External wall and loft insulation can improve energy efficiency, as can individual gas condensing boilers. When these changes were carried out on two blocks of flats in the Telford area in the north of Edinburgh, CO2 emissions were reduced by 30% per building.

Aside from the clear climate benefits, making homes more energy-efficient can also help to tackle fuel poverty and child poverty – in this case the cost of energy bills for residents fell by 28% after the improvements were made.

2. Brighter shopping in Spain

The municipal market Mercado de las Delicias in the Spanish city of Valladolid has been a fixture of locals’ lives since 1946. The 4778 square metre roofed market is spread over three floors.

Following a renovation in 2002, in 2015 further improvements were made to the energy efficiency of the building’s lighting. 263 low-efficiency lamps were replaced by high-performance equipment with LED technology and an automation system that can regulate brightness levels. The local government’s investment in the state-of-the-art lighting system is expected to pay for itself within 11 years as the new system has resulted in € 3780 of energy savings annually for the municipality.

3. Reducing reliance on fertilisers in Bavaria

Manufacturing synthetically-produced mineral nitrogen fertilisers uses 2% of all of the world’s energy.

Fertiliser overuse means there’s too much reactive nitrogen in the environment, this depletes oxygen levels in water with devastating effects for rivers, waterways, and groundwater.

In Bavaria, Germany, the government has put in place area-based farm payments for practices such as extensive grazing without the use of mineral fertilisers, low emission fertilisation and the conversion of crops into grassland along with water bodies.

4. Bringing back trees and hedges to fields in France and Ireland

Agroforestry is all about planting trees and hedges among crops. Trees and hedges help soak up carbon and they provide a refuge for birds and pollinators. They retain water in soil helping to prevent floods, prevent soil erosion, and improve the soil structure, and when their leaves fall they provide vital organic material to the soil.

Success depends on how agroforestry is implemented. The trees and shrubs used, and where they are planted, matters as some trees might even have adverse effects on species relying on open habitats.

Agroforestry has been promoted in France for many years, now it is being implemented thanks to a national plan. In Ireland, there is a grant scheme which aims to combine trees cultivation with grazing or silage production to increase carbon sequestration.

Plans to enshrine agroforestry and agroecology into national agricultural policies can easily be implemented by other member states, tailored to the varied ecosystems across different countries and regions.

5. A 100% renewable-powered city in Hungary?

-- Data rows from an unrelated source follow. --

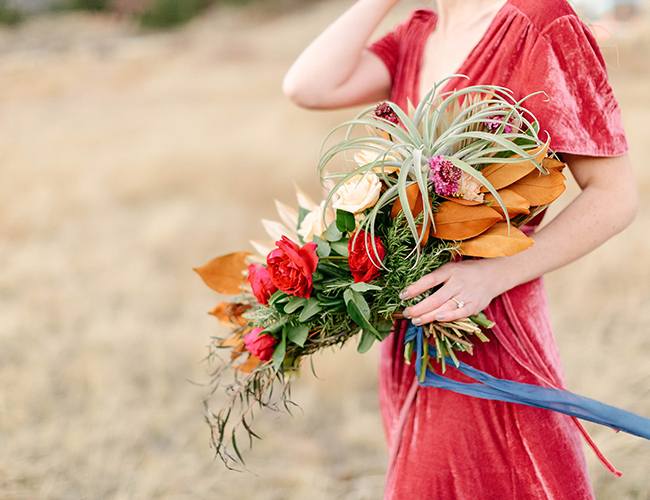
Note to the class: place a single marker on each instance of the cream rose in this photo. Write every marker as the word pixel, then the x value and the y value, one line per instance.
pixel 358 193
pixel 312 225
pixel 469 188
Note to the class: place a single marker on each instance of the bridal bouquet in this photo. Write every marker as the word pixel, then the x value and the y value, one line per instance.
pixel 453 178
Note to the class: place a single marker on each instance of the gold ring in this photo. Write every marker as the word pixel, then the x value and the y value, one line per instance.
pixel 459 303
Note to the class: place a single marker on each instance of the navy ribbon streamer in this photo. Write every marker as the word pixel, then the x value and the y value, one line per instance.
pixel 561 401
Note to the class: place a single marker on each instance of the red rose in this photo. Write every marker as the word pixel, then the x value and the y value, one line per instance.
pixel 363 266
pixel 261 283
pixel 262 346
pixel 291 267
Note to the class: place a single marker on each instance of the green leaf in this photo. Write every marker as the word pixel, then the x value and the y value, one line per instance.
pixel 366 341
pixel 323 249
pixel 364 287
pixel 332 233
pixel 298 334
pixel 294 303
pixel 341 248
pixel 302 213
pixel 313 307
pixel 280 351
pixel 345 221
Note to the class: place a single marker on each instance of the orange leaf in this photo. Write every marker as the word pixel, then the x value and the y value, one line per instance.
pixel 251 363
pixel 416 205
pixel 496 242
pixel 229 314
pixel 514 203
pixel 501 175
pixel 553 164
pixel 224 274
pixel 459 222
pixel 540 189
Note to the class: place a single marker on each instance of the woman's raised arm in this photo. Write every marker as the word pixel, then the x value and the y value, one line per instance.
pixel 335 71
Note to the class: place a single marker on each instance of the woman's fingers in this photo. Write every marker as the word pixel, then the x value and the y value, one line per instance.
pixel 449 311
pixel 431 303
pixel 425 283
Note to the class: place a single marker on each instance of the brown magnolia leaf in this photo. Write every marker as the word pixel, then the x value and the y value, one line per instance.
pixel 540 189
pixel 251 363
pixel 514 203
pixel 496 242
pixel 416 205
pixel 230 315
pixel 553 164
pixel 501 175
pixel 453 221
pixel 462 201
pixel 224 274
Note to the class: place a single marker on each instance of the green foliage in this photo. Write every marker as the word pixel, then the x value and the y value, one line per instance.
pixel 9 16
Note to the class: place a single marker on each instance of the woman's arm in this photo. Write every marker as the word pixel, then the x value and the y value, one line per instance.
pixel 606 206
pixel 335 71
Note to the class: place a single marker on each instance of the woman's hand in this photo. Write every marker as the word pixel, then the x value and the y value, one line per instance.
pixel 467 288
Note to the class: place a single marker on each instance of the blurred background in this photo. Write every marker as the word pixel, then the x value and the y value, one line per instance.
pixel 140 139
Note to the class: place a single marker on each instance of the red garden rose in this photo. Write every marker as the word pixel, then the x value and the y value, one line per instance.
pixel 291 267
pixel 261 283
pixel 262 346
pixel 365 267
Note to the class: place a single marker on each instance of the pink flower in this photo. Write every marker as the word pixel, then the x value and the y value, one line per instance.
pixel 383 110
pixel 445 176
pixel 291 267
pixel 492 126
pixel 262 346
pixel 261 283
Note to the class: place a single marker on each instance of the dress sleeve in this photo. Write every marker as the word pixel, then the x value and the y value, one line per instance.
pixel 387 48
pixel 581 113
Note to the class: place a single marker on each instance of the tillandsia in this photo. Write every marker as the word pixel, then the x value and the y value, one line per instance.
pixel 453 178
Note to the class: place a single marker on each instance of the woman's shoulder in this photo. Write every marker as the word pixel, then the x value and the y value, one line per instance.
pixel 543 15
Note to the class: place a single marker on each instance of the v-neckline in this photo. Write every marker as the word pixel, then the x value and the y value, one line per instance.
pixel 460 70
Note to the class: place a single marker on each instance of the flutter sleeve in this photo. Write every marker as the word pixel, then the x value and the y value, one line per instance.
pixel 581 114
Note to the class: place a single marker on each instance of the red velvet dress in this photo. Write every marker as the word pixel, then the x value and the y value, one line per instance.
pixel 448 446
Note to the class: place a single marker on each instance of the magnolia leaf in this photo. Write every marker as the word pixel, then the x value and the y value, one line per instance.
pixel 501 175
pixel 224 274
pixel 366 341
pixel 497 242
pixel 515 204
pixel 459 222
pixel 540 189
pixel 251 363
pixel 229 315
pixel 414 196
pixel 298 334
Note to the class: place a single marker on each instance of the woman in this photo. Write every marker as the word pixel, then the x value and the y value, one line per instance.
pixel 445 445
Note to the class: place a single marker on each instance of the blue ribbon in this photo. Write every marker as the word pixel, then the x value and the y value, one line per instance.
pixel 489 387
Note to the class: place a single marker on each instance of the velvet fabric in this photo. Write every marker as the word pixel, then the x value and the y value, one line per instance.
pixel 444 445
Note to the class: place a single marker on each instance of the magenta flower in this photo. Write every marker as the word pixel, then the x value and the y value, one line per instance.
pixel 383 110
pixel 445 176
pixel 492 126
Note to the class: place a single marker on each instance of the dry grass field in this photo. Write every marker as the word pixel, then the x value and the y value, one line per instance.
pixel 128 158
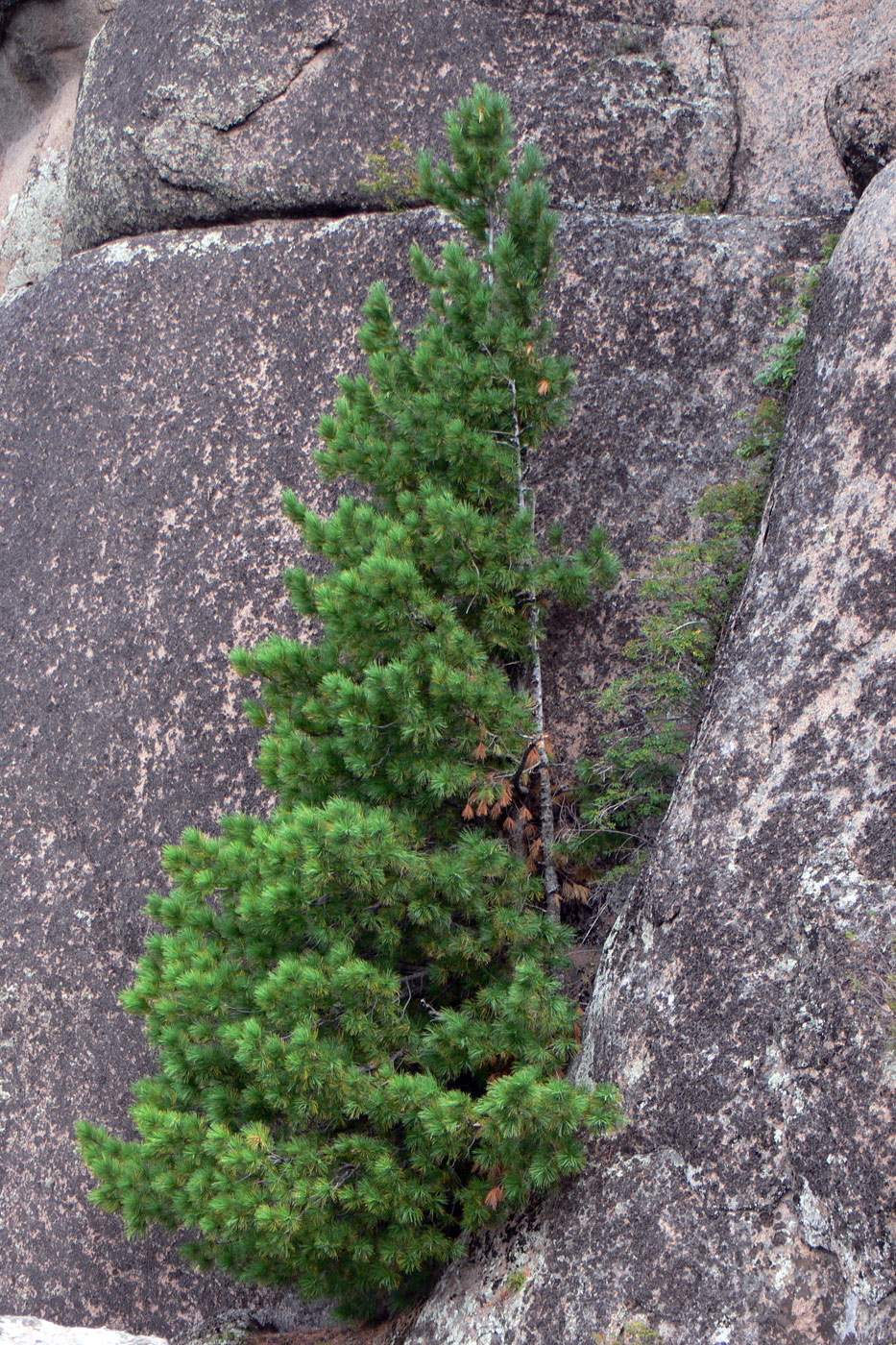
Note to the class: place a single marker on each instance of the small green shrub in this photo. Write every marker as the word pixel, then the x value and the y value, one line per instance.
pixel 392 175
pixel 630 40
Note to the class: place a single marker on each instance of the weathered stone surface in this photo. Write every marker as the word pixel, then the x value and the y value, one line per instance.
pixel 742 1004
pixel 861 105
pixel 40 63
pixel 31 1331
pixel 195 113
pixel 155 396
pixel 168 134
pixel 782 57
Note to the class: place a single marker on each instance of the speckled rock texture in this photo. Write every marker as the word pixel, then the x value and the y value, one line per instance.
pixel 274 107
pixel 42 53
pixel 145 444
pixel 861 105
pixel 194 111
pixel 745 997
pixel 157 392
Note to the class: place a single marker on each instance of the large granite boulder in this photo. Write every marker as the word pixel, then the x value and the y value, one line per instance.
pixel 145 444
pixel 194 113
pixel 861 105
pixel 745 998
pixel 43 46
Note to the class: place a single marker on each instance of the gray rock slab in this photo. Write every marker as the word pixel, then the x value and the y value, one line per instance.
pixel 744 1004
pixel 155 397
pixel 197 113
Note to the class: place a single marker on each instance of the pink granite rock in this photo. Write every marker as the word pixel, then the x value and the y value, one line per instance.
pixel 861 105
pixel 745 997
pixel 193 114
pixel 155 397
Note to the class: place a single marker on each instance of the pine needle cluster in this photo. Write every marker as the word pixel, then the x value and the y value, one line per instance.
pixel 355 1002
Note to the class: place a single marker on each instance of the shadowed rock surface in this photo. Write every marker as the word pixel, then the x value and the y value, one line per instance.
pixel 145 446
pixel 267 108
pixel 193 113
pixel 861 107
pixel 40 61
pixel 742 1002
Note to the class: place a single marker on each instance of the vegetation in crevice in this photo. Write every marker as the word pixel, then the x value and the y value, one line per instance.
pixel 356 1001
pixel 688 595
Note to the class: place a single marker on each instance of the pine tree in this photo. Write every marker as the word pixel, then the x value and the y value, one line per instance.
pixel 356 1001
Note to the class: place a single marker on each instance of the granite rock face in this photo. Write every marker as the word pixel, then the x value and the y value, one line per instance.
pixel 194 113
pixel 157 392
pixel 31 1331
pixel 43 46
pixel 144 452
pixel 744 998
pixel 861 105
pixel 265 108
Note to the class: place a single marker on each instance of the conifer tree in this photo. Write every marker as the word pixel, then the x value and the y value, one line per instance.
pixel 355 1002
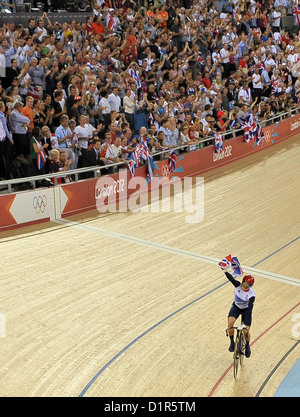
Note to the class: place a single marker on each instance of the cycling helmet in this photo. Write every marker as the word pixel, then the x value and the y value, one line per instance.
pixel 249 279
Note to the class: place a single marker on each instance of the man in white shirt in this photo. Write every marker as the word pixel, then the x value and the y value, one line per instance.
pixel 114 100
pixel 105 107
pixel 275 19
pixel 224 54
pixel 257 83
pixel 83 134
pixel 244 95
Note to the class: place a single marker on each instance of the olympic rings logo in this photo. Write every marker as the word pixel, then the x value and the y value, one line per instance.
pixel 165 171
pixel 39 204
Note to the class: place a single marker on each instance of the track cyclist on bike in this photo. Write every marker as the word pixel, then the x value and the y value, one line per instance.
pixel 243 304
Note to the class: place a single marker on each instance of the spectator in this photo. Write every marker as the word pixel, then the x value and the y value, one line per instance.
pixel 37 148
pixel 64 135
pixel 93 157
pixel 19 124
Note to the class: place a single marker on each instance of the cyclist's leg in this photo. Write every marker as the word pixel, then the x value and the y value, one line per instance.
pixel 247 320
pixel 232 316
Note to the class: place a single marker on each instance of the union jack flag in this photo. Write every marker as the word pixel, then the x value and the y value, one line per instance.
pixel 252 130
pixel 141 152
pixel 131 167
pixel 172 161
pixel 218 143
pixel 296 13
pixel 275 86
pixel 41 159
pixel 233 263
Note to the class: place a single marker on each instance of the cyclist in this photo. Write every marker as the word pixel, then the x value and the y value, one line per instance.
pixel 243 304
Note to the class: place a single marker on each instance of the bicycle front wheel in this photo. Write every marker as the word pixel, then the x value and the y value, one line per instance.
pixel 236 356
pixel 242 348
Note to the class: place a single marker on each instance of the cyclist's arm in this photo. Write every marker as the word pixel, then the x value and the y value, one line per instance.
pixel 232 280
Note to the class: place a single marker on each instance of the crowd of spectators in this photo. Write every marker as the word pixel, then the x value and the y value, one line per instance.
pixel 175 72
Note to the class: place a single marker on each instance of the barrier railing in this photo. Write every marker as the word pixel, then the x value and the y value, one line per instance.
pixel 96 170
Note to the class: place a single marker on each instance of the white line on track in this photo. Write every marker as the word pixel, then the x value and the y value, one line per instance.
pixel 177 251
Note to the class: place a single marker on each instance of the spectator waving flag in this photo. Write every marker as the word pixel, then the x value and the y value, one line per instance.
pixel 141 152
pixel 296 13
pixel 233 263
pixel 41 159
pixel 218 143
pixel 252 130
pixel 172 161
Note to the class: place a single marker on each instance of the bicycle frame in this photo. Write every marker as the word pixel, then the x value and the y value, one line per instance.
pixel 239 346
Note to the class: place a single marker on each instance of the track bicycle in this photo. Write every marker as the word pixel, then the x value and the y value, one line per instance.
pixel 239 346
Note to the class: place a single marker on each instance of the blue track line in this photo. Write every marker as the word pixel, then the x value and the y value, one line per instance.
pixel 167 318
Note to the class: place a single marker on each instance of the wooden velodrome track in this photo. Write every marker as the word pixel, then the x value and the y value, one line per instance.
pixel 134 304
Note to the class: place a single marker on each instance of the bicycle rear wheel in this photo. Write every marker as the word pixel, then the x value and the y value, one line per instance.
pixel 242 348
pixel 236 356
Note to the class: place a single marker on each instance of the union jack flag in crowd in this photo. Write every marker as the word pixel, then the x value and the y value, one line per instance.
pixel 172 161
pixel 141 152
pixel 41 159
pixel 296 13
pixel 233 263
pixel 252 130
pixel 218 143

The Hungarian city of Kaposvár has set itself the goal of creating an energy supply based on 100% renewable energy by 2050.

The municipality is focusing both on maximizing its energy efficiency and using all the viable locally available renewable energy resources (the city enjoys the second-highest number of sunshine hours in Hungary).

Electric buses and 170 electric bicycles have been integrated into the local transport system and public lighting has been switched to energy-efficient LEDs and intelligent lamp posts that measure air pollution and traffic. Solar panels are on 19 public buildings, and biogas produced by the local sugar factory is used to power local buses and heat the public swimming pool.

6. More breathable and car-free streets in Italy

To tackle high rates of car ownership and high levels of air pollution, the city of Milan put in place a road pricing scheme to reduce traffic in the city centre to a minimum.

Cerchia dei Bastioni is now a restricted traffic zone in the centre of Milan. Drivers must pay a congestion charge to enter. Citizens were directly involved in developing the traffic-controlled zone when they were asked to vote in a public referendum in 2011 on limiting traffic and increasing the uptake of low-emission vehicles in the city centre. 79% of people voted in favour.

A congestion charge scheme has also been implemented in other cities such as London and Stockholm.